Industry onlookers are always anxious to remind us of how many products and processes that we now take for granted in corporate travel actually had their origins in the upstart low-cost consumer sector aimed at the budget-conscious.
And a small news story this week is tipping another low-cost initiative that we shouldn't at all be surprised to see become part of ordinary consumer behaviour.
Level, IAG's new long-haul, low-cost carrier is introducing mobile pay on its flights. The technology, which will be called Pair and Pay, means that passengers can connect their devices with their seatback screen in order to purchase any in-flight ancillaries from food and drink through to WiFi and, in future, in-flight entertainment. Norwegian Air, which has seen rapid growth of its long-haul, low—cost network, already operates a similar on-demand system for ancillaries.
Level, which is initially flying from Barcelona to Los Angeles, Oakland, Buenos Aires and Punta Cana in the Dominican Republican, is targeting the leisure market but as the founders of easyJet and Ryanair can testify, innovative products designed with the backpacker in mind have a way of entering the business travel mainstream.
And this is likely to be no different. First of all, IAG is already openly saying that it is looking at extending Pair and Pay to the other carriers in its organisation. Secondly like so much in the mobile portfolio, the first customers may always be tech-y millennials but the business community follows very shortly thereafter.
Mobile payments may look as if they're for the young — just watch how many under-25s aim their phone at the payment pad when entering the London tube or a bus — and merely an easier way to pay than trying to retrieve a card to flash for the purpose.
In theory the corporate manager could benefit enormously.

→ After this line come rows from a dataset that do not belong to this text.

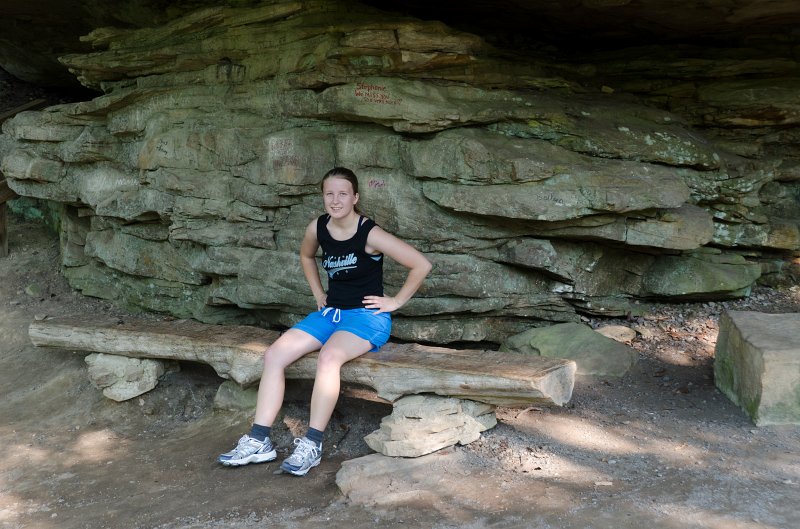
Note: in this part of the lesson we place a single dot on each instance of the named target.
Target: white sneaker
(249, 450)
(306, 456)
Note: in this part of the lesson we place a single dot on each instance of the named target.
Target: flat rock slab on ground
(757, 364)
(594, 353)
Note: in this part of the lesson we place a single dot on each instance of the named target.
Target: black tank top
(352, 272)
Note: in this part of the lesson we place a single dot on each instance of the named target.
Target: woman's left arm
(418, 266)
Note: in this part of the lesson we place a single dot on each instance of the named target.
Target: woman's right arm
(308, 260)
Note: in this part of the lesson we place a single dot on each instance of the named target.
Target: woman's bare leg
(341, 347)
(292, 345)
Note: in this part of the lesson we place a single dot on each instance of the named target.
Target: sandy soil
(660, 447)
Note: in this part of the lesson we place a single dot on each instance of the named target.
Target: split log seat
(236, 352)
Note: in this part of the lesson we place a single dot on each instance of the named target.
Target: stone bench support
(757, 365)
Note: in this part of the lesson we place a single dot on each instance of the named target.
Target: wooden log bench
(468, 383)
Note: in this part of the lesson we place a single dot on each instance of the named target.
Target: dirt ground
(660, 447)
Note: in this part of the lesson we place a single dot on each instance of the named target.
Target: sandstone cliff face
(540, 188)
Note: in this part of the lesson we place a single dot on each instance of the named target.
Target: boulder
(421, 424)
(757, 365)
(121, 378)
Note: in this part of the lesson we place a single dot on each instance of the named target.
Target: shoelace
(304, 447)
(337, 314)
(244, 442)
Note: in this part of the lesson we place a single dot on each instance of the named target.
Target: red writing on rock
(372, 93)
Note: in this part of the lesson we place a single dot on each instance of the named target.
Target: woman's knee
(329, 359)
(275, 358)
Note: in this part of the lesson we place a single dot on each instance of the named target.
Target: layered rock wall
(539, 188)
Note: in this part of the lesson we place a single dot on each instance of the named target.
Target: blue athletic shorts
(364, 323)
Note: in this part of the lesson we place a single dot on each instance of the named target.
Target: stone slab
(594, 353)
(757, 365)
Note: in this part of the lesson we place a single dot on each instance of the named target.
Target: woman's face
(338, 196)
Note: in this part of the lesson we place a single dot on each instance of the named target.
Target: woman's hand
(321, 301)
(381, 303)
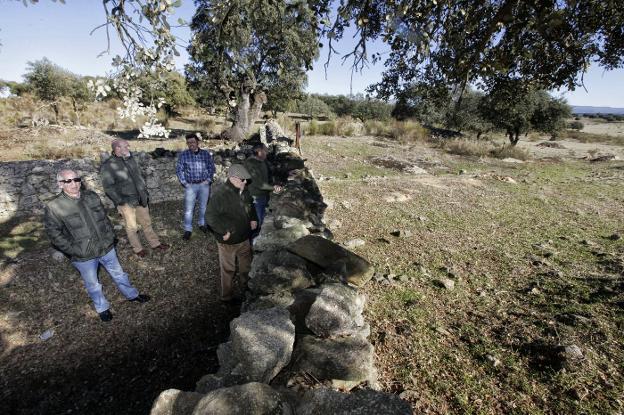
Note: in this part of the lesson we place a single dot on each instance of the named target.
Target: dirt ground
(89, 367)
(534, 251)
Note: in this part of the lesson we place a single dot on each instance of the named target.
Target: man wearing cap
(260, 187)
(195, 169)
(232, 217)
(77, 225)
(125, 186)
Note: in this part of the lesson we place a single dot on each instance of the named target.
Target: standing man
(77, 225)
(195, 170)
(232, 217)
(260, 187)
(125, 186)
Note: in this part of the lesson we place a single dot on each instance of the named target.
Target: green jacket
(230, 211)
(260, 181)
(79, 227)
(123, 182)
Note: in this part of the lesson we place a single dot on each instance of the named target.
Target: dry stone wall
(301, 340)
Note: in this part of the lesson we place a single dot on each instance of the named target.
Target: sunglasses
(75, 179)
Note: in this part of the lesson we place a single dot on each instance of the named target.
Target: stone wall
(300, 345)
(25, 186)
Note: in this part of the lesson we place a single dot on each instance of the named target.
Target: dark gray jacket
(123, 182)
(79, 227)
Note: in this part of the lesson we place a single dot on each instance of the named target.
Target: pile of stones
(300, 344)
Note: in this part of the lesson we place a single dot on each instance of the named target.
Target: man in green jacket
(77, 225)
(232, 217)
(260, 187)
(125, 186)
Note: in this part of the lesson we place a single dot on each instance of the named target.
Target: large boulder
(329, 255)
(361, 402)
(260, 346)
(337, 311)
(280, 278)
(340, 360)
(175, 402)
(248, 399)
(279, 237)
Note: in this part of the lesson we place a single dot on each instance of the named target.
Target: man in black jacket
(232, 217)
(77, 225)
(125, 186)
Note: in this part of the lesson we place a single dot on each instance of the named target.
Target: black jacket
(79, 227)
(123, 182)
(230, 211)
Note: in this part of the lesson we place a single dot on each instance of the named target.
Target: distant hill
(596, 110)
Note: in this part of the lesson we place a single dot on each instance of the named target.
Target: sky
(62, 34)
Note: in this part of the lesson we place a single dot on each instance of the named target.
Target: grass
(489, 346)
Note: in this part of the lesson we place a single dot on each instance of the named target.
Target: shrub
(508, 151)
(407, 131)
(576, 125)
(468, 148)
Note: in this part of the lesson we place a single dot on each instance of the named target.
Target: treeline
(510, 107)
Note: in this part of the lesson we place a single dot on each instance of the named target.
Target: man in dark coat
(125, 186)
(77, 225)
(232, 217)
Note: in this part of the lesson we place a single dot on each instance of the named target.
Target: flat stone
(248, 399)
(354, 243)
(361, 402)
(261, 343)
(337, 311)
(175, 402)
(326, 254)
(348, 358)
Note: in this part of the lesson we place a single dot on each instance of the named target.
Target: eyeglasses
(75, 179)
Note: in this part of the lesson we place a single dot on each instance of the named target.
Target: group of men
(77, 224)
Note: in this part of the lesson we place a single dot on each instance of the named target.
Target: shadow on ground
(110, 368)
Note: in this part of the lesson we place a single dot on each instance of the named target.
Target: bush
(508, 151)
(576, 125)
(468, 148)
(407, 131)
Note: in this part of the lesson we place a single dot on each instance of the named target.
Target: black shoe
(141, 298)
(106, 315)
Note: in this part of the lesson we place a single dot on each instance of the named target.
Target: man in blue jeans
(195, 170)
(77, 225)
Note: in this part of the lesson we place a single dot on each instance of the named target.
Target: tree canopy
(244, 52)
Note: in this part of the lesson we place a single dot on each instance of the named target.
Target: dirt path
(118, 368)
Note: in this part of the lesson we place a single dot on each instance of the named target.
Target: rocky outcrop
(301, 318)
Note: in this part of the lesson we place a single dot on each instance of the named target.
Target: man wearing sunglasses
(77, 225)
(125, 186)
(232, 217)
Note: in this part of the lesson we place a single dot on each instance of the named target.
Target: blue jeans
(260, 203)
(88, 271)
(192, 192)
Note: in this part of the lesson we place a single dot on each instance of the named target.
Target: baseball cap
(238, 170)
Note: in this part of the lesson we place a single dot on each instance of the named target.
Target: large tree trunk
(247, 112)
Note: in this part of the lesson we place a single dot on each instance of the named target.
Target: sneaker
(106, 315)
(162, 247)
(141, 298)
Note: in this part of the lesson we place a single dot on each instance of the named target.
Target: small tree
(49, 82)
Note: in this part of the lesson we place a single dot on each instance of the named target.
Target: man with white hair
(77, 225)
(125, 186)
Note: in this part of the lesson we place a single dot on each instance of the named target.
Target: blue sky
(61, 33)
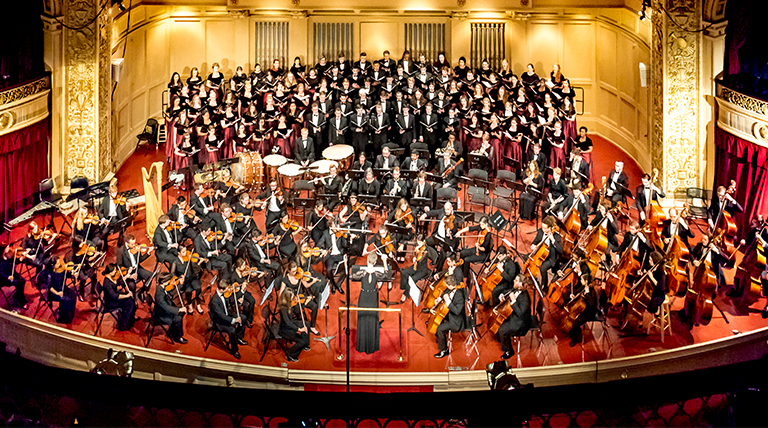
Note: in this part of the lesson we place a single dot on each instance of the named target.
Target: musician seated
(187, 267)
(369, 185)
(59, 292)
(337, 243)
(117, 295)
(385, 160)
(443, 236)
(420, 267)
(181, 213)
(553, 241)
(576, 200)
(448, 170)
(518, 323)
(534, 184)
(167, 311)
(292, 326)
(10, 278)
(202, 202)
(557, 189)
(332, 186)
(272, 199)
(483, 245)
(455, 320)
(231, 225)
(509, 271)
(226, 189)
(257, 250)
(207, 245)
(304, 285)
(114, 213)
(130, 256)
(225, 319)
(242, 276)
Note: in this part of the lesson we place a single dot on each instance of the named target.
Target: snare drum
(321, 168)
(273, 162)
(289, 174)
(249, 171)
(341, 153)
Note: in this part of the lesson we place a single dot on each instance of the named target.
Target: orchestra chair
(271, 331)
(603, 339)
(470, 342)
(149, 135)
(446, 194)
(101, 310)
(661, 319)
(154, 321)
(476, 195)
(698, 200)
(504, 179)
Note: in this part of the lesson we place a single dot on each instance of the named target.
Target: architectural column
(675, 80)
(78, 43)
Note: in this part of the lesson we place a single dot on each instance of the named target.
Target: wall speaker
(117, 69)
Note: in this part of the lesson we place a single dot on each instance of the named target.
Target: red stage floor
(417, 350)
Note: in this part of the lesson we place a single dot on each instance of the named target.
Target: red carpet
(417, 351)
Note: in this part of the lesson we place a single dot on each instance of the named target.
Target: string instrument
(172, 284)
(437, 287)
(312, 252)
(451, 168)
(502, 311)
(119, 200)
(174, 225)
(572, 224)
(489, 278)
(536, 258)
(140, 248)
(698, 302)
(438, 314)
(749, 271)
(617, 282)
(677, 263)
(235, 217)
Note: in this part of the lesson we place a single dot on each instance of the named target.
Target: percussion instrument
(341, 153)
(273, 162)
(249, 171)
(289, 174)
(321, 168)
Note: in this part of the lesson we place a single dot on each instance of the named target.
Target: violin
(174, 225)
(140, 248)
(193, 258)
(312, 252)
(218, 235)
(451, 168)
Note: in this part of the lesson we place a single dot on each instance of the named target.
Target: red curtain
(23, 164)
(745, 162)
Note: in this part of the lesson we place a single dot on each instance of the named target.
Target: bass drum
(289, 174)
(341, 153)
(249, 171)
(273, 162)
(321, 168)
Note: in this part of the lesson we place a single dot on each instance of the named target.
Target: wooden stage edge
(59, 347)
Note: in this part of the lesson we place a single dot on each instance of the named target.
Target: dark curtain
(745, 162)
(23, 164)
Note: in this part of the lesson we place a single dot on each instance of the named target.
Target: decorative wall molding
(741, 115)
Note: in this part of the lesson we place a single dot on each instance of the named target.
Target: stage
(405, 361)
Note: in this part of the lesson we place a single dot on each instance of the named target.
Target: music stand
(356, 174)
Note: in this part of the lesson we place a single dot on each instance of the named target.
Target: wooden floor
(551, 347)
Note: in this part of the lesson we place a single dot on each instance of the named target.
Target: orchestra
(239, 230)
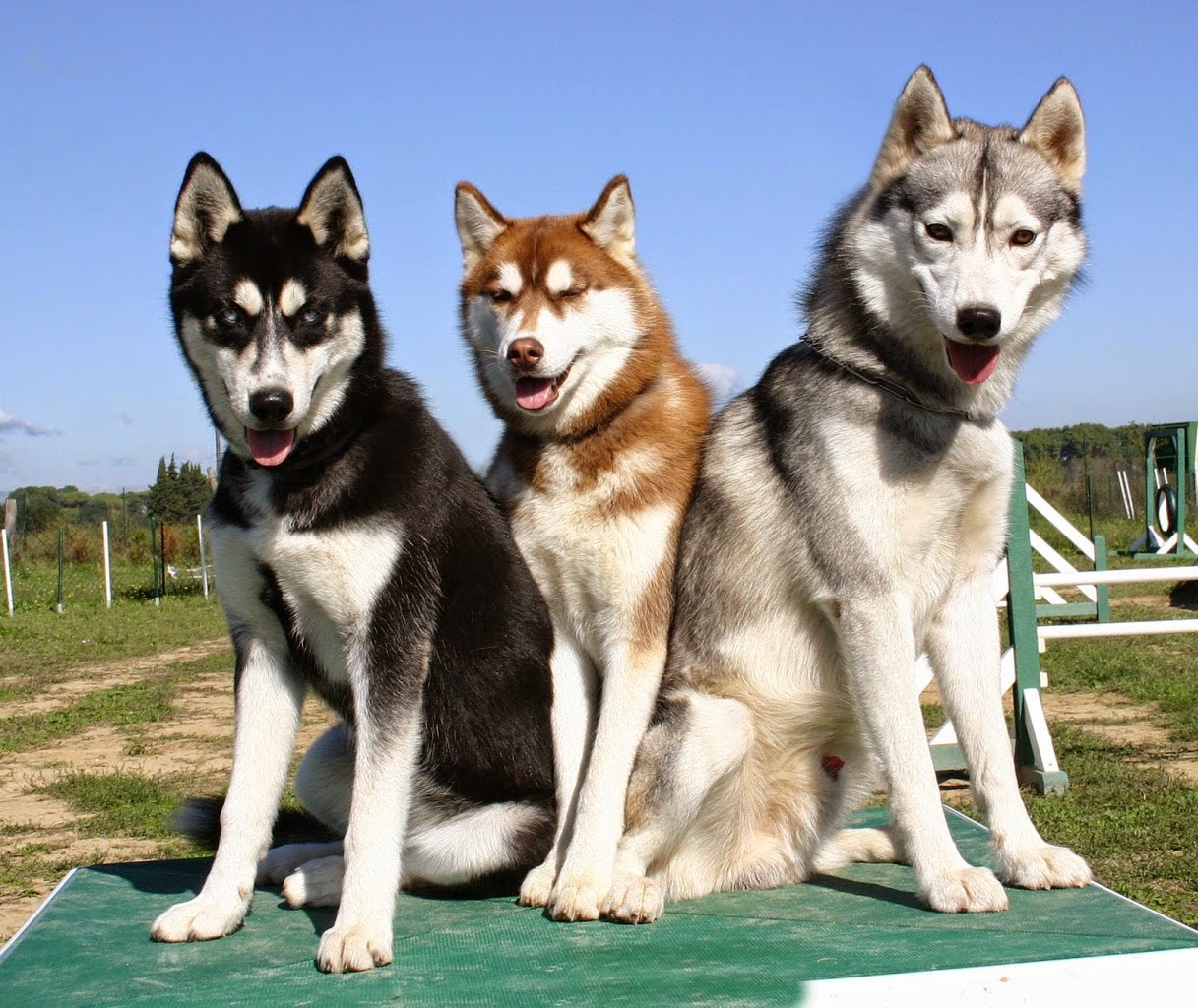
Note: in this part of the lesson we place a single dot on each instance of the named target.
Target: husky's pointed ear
(478, 223)
(1057, 130)
(919, 122)
(205, 210)
(611, 221)
(332, 210)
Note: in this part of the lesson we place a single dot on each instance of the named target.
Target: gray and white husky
(849, 514)
(356, 556)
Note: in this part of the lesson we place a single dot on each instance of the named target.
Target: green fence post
(154, 560)
(1103, 605)
(1021, 621)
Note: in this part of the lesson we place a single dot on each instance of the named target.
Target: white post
(7, 571)
(108, 568)
(204, 566)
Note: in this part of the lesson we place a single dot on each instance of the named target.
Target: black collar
(885, 384)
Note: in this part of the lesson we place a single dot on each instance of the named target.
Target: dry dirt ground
(200, 742)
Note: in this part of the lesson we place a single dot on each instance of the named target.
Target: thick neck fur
(866, 304)
(905, 347)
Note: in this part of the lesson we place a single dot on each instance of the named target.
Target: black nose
(978, 321)
(271, 406)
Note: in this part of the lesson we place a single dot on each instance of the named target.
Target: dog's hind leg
(324, 786)
(964, 649)
(478, 842)
(696, 742)
(387, 748)
(882, 846)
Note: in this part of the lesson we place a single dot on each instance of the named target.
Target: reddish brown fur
(656, 402)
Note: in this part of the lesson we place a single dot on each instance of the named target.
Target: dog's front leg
(573, 725)
(964, 649)
(388, 748)
(629, 688)
(267, 704)
(878, 650)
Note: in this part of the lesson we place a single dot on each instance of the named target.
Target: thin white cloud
(721, 380)
(11, 424)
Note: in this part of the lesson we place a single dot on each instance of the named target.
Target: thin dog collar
(885, 385)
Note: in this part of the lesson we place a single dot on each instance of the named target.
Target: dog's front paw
(576, 898)
(199, 919)
(354, 948)
(965, 891)
(536, 886)
(1042, 866)
(315, 883)
(633, 899)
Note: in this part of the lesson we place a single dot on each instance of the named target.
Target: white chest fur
(330, 579)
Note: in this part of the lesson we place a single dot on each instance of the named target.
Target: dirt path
(38, 835)
(40, 832)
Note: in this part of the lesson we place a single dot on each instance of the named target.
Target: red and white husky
(597, 464)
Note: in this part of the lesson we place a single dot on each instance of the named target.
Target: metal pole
(204, 566)
(7, 569)
(60, 568)
(154, 560)
(108, 569)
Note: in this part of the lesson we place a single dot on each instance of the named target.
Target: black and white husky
(850, 512)
(358, 556)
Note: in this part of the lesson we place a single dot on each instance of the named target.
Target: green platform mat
(90, 945)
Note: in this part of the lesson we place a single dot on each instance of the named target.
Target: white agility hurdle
(1030, 597)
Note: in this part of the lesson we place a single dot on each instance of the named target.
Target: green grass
(127, 706)
(1158, 669)
(1137, 826)
(43, 645)
(36, 585)
(121, 804)
(132, 704)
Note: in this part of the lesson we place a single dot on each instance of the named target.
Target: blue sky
(740, 127)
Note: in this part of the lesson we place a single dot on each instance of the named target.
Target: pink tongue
(973, 362)
(532, 393)
(270, 447)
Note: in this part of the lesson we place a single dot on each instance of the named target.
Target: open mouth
(270, 447)
(972, 362)
(536, 393)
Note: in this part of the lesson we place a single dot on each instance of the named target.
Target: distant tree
(177, 493)
(37, 508)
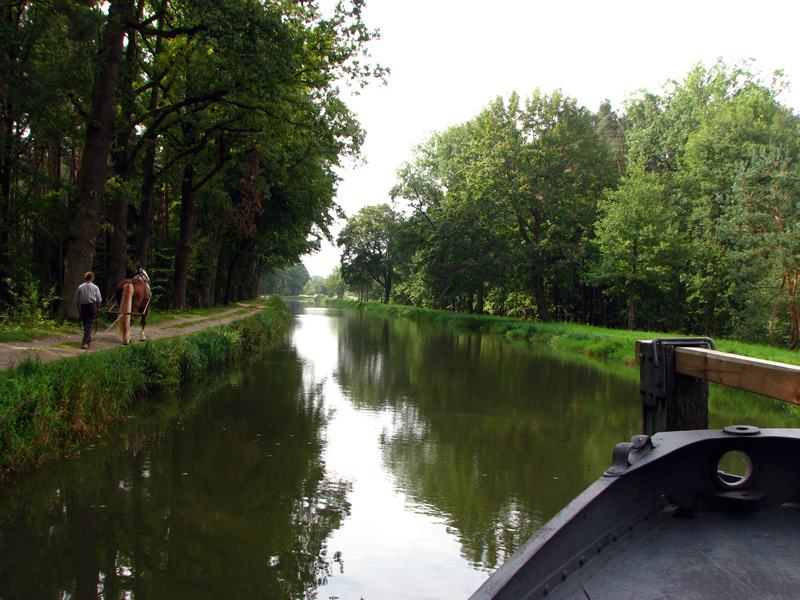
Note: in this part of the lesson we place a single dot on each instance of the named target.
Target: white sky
(450, 58)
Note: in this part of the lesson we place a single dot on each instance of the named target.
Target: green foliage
(371, 252)
(287, 282)
(53, 409)
(29, 308)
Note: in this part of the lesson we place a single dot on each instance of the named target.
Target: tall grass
(51, 410)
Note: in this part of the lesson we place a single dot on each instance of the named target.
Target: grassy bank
(54, 409)
(614, 344)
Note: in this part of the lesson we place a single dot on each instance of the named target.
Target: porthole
(734, 469)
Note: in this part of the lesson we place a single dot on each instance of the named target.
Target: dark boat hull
(665, 523)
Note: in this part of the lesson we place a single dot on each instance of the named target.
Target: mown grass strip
(52, 410)
(614, 344)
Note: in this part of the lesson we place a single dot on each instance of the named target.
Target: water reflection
(492, 437)
(365, 457)
(224, 499)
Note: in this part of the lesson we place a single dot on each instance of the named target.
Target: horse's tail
(125, 304)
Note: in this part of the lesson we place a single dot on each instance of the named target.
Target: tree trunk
(117, 260)
(237, 269)
(388, 287)
(184, 248)
(631, 311)
(144, 230)
(85, 221)
(541, 298)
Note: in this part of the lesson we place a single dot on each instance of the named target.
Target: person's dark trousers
(88, 315)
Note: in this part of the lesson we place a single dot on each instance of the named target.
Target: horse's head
(141, 274)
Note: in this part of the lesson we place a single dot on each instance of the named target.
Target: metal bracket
(628, 453)
(652, 369)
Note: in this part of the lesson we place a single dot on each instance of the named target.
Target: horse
(133, 298)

Like their corporate card antecedents mobile payments are much more than a means of payment. Each individual device will be linked with a traveller so that any expenditure can be linked to an individual, a department, a project and a specific trip. Controls can be put in place as to what is (say in-flight WiFi) and what is not (perhaps access to adult films?) an allowable business expense for that individual.
Yet the challenge is getting access to that data. Level's transactions are controlled through the airline's own Levelair app. This new consumer-focused payment technology may force its way into consideration by corporates but they will have to negotiate with the airlines to get at all that data.